На мясо отец решил выкормить кабана. Картошки осенью накопается хоть завались — три огорода под ней: один у дома, два в лесу; к зиме много хлеба на трудодни должны получить. Кормить будет чем. Братья Скворцовы пообещали отцу поросенка достать в своем колхозе. Дружил отец с ними, хорошими людьми они считались.
Но кабан — далекое будущее, а мяса хотелось сию минуту. Поэтому мы и спешили с ловушками на глухарей.

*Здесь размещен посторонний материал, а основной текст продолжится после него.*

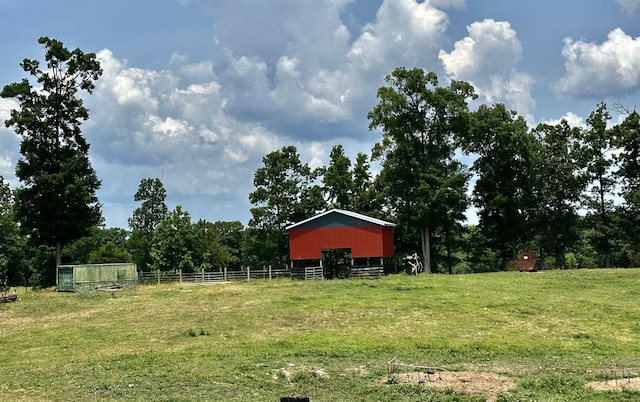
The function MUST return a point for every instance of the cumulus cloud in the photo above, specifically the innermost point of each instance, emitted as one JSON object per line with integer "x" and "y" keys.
{"x": 145, "y": 123}
{"x": 629, "y": 7}
{"x": 488, "y": 58}
{"x": 446, "y": 4}
{"x": 573, "y": 119}
{"x": 599, "y": 70}
{"x": 308, "y": 67}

Не мудреное это дело — слапец на глухаря собрать, но почему-то никто из ссыльных куреневцев не додумался раньше нас добывать мясо таким способом. Видно, мало кто знал про это. Нам же в лесу попадались изредка старые, обгоревшие слапцы. Возле них обязательно заросшей бороздкой шла старинная тропинка. Когда-то кто-то из охотников-лесовиков ходил этой тропинкой и попутно промышлял глухаря. Приметили мы, что все слапцы ставились непременно на гриве у клюквенных болот поблизости от высокой сосны. Первую ловушку отец сделал сам. Ему показал всю ту нехитрость Василий Скворцов.
Внешне слапец напоминал отчасти зимнюю ловушку на зайца — кулему. За полдня мы их делали, самое большое, четыре. Снимали лопатой полумесяцем дерн в двух местах в шаге друг от друга, соединяли их коридорчиком из двух плашек, закрепленных четырьмя кольями по концам в расщепинах. Над коридорчиком подвешивали за толстый конец два сплоченных бревнышка через перекладину на передних кольях почти в мой рост, по бокам втыкали штакетом палочки, чтобы вынудить глухаря проходить коридором, и настораживали немудреным способом при помощи рогатинки в палец длиной и палочки с зазубриной. Все это вместе мы называли «сторожок». На «сторожок» раскладывали густо легкие палочки и разбрасывали по коридорчику и возле него горсть красных ягод: бруснику, клюкву, калину, шиповник, рябину — какие были под рукой.
Утром рано жировавший в клюквенном болоте глухарь сытым поднимается оттуда и плывет над низким, мелким болотным сосняком к гриве, усаживается на самое высокое дерево.
Глядь вниз, а там под ним кусочек голой земли — редкость в лесу великая. А с сентября до самого снега глухарь шибко охоч до сухой земли: ему попурхаться надо первым делом и камешками запастись на зиму. Это летом в лесу корм мягкий всякий водится, а зимой ему, бедняге, питаться приходится только хвоей. Желудку не справиться с таким грубым кормом без «жерновов», глухарь ведь целиком хвою глотает.